It's Thanksgiving weekend, and I'm in the home of my grandparents, the couple who have played a central role in my written work over the past several years. I find myself turning back to that chapbook-sized collection of poems, puttering, false-starting on the last few poems. I wonder why it is taking me so long: Is it because I burn myself out on Literature for short period of time (I am now fully and finally emerged from a month-long hiatus, which I know you must have noted when this blog fell silent for so long)? Or is it because I'm afraid I'll never be able to write about them again, once I've begun sending the book out as a whole? Or do I have that ridiculous psychological connection--that if I am done with "the grandfather poems," then I am finally letting him go, beginning some strange process in the mourning timeline?
I wonder about the subjects that draw writers. Ray Gonzalez, professor and poet who runs our poetry thesis seminar this semester, talks about how he believes poets have only a few subjects we continue to return to again and again.
For me, it seems, these days, it's the body. With the grandfather poems, it was about the mental disintegration and physical effects of Alzheimer's, and with this new series, I am writing about myself, but I am doing so in the third person, as if I can create a mirror-self, a self that isn't-quite-me, but close enough that I can write with authority and confidence and test out, tease out the meanings behind the failings.

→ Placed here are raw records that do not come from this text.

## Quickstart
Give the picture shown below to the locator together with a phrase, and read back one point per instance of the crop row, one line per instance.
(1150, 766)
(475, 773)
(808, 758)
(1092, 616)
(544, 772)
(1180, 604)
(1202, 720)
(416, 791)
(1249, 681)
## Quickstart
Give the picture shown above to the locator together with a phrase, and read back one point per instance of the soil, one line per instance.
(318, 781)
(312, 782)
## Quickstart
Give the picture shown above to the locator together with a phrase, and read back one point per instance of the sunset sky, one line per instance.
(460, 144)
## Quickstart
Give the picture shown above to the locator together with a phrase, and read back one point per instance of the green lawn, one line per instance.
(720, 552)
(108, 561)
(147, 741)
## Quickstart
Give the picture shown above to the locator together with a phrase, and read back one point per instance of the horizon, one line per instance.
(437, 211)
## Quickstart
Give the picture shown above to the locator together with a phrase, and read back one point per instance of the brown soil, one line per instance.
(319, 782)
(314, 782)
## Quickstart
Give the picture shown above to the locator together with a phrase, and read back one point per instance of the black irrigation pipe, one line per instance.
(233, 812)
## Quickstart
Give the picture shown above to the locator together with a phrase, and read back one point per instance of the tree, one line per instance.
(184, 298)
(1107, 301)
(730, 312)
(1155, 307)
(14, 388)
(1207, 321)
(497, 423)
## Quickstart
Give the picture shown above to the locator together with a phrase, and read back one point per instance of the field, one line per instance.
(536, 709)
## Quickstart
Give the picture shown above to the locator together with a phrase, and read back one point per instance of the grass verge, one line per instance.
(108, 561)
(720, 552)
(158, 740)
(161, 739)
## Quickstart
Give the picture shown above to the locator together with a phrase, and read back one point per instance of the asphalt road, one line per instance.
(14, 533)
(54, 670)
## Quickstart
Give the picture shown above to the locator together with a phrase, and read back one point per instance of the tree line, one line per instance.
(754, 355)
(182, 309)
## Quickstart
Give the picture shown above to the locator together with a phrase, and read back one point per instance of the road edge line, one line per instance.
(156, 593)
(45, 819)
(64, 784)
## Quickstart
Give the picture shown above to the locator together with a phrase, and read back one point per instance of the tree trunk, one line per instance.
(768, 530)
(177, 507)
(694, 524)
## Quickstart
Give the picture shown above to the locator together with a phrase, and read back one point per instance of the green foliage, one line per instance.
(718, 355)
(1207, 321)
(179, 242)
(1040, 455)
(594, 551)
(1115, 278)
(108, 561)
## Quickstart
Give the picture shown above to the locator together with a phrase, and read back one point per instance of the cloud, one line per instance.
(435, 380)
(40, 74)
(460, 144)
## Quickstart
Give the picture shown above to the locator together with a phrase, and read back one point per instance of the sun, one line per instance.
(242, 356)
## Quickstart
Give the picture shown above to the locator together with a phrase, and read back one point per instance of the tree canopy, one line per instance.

And with this, as with the grandfather poems, I feel most energized when I am writing exactly in that moment: writing of an exact moment of observation that occurred within twenty-four hours. Some feel they need that space of time to process, but I feel most alert right then and there. My own mind has some deep leakage, some release of memory, and though the ethereal process of remembering is a curious one, a great subject, I know I cannot preserve the drama, the cusp, of the moment without being entirely present.